Os dados foram usados para estimar o montante da dívida médica (nacionalmente e por região geográfica), levando em conta as faixas de renda e a distribuição geográfica dos endividados.
Contas pesadas
Segundo a pesquisa baseada na análise de dados de quase 40 milhões de pessoas, o endividamento médio provocado por contas médicas nos Estados Unidos era de US$ 429 no ano passado. Entre os 17,8% dos indivíduos que tinham alguma conta médica sem pagamento em junho de 2020, o valor médio das dívidas era de US$ 2.424.
O endividamento médio por pessoa era maior (US$ 616) nos estados do Sul e menor (US$ 167) no Nordeste do país. Os pobres devem mais (US$ 677) que as outras faixas de renda (US$ 126).
Uma observação interessante: em 2014, alguns estados expadiram o Medicaid (o programa de saúde americano destinado a famílias e indivíduos de baixa renda) para garantir atendimento médico a uma fatia maior da população.
Os pesquisadores constataram que, entre 2013 e 2020, esses estados experimentaram um declínio no fluxo médio de dívida médica 34% maior que os estados que não expandiram o Medicaid.
Vidas reviradas
É possível imaginar o impacto da redução do endividamento na vida dessas pessoas, mas um editorial publicado na mesma edição do JAMA salienta a importância da relação entre capacidade individual de pagamento e manutenção da saúde física e mental.
"As dívidas médicas e as dificuldades financeiras decorrentes delas provavelmente estão associadas a efeitos adversos à saúde. O endividamento pode comprometer a busca por cuidados médicos apropriados, retardar os diagnósticos ou exacerbar condições preexistentes. Algo que potencialmente contribui para o aumento do risco de mortalidade prematura", afirmam Carlos F. Mendes de Leon e Jennifer J. Griggs.
"Existem também claras evidências da relação entre dificuldades financeiras e redução da saúde mental. Além disso, a queda repentina de renda ocorrida após uma doença grave ou por contas não cobertas pelo plano de saúde está associada a um aumento significativo do risco de mortalidade", escrevem.
A incapacidade de obter crédito limita a autonomia e pode levar a sérias perturbações pessoais e familiares. O empobrecimento compromete outros domínios da vida, como o acesso a alimentos saudáveis, habitação de qualidade, educação, emprego e transporte. Condições determinantes para a existência de uma vida saudável.

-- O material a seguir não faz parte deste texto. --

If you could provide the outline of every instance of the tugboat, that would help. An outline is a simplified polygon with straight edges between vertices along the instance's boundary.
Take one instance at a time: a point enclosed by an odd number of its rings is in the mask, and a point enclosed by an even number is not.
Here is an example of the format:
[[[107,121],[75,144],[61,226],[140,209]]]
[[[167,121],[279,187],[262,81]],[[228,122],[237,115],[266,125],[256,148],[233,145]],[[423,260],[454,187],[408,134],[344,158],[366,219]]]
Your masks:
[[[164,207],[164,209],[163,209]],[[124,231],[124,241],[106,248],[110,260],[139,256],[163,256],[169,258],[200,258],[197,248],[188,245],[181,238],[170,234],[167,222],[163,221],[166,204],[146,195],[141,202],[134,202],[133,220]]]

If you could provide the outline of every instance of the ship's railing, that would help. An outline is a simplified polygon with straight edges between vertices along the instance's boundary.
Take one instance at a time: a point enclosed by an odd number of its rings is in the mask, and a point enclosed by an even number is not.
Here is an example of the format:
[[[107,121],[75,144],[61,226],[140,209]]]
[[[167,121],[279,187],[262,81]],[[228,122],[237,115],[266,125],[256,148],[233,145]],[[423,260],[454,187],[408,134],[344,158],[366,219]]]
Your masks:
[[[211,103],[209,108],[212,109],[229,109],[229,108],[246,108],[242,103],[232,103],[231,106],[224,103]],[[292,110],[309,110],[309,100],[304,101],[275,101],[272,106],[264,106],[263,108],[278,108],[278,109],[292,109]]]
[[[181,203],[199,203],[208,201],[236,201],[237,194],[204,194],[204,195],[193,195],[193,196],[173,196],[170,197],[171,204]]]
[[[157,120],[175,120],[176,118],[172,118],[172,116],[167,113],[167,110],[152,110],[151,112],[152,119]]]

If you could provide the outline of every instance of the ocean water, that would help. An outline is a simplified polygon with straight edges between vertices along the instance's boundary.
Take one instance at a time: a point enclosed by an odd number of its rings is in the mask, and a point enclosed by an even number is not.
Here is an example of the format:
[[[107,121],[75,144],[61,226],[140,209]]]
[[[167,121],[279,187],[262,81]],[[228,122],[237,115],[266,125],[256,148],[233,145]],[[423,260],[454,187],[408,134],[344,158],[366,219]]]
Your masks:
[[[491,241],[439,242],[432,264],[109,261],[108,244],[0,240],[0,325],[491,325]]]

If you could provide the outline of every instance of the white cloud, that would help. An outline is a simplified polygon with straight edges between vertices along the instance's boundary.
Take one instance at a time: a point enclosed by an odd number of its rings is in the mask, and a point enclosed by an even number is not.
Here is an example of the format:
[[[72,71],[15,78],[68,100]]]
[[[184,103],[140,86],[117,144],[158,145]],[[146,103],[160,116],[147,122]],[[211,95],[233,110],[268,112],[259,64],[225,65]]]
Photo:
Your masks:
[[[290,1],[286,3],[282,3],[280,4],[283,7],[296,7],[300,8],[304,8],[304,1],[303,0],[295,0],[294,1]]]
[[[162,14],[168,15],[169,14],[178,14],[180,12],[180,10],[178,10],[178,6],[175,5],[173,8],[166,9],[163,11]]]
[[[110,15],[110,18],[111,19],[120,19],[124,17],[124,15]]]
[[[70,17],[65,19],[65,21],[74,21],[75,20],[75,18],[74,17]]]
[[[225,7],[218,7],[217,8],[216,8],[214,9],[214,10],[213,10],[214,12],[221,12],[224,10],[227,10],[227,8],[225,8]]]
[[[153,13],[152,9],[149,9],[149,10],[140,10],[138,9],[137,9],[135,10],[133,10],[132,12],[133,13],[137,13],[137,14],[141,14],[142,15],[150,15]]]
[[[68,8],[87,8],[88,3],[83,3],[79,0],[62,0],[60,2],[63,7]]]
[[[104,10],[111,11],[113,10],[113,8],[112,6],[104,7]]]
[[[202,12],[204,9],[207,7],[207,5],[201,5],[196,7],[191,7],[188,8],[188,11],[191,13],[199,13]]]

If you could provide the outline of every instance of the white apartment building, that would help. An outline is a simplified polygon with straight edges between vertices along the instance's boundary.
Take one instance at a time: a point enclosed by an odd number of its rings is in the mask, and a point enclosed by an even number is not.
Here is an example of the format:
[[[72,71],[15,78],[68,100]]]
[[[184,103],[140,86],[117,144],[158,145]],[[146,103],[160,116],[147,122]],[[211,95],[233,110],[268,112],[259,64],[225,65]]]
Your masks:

As dívidas médicas lançam as famílias em uma espiral de desvantagem econômica, instabilidade e estigma social que pode comprometer o bem-estar e o pleno desenvolvimento dos filhos e netos das vítimas da pandemia.
A importância do SUS para a redução das desigualdades no Brasil era evidente muito antes da pandemia. À custa de um sofrimento brutal, ela reforçou o que não pode ser esquecido: copiar os Estados Unidos naquilo que eles têm de pior é péssimo negócio.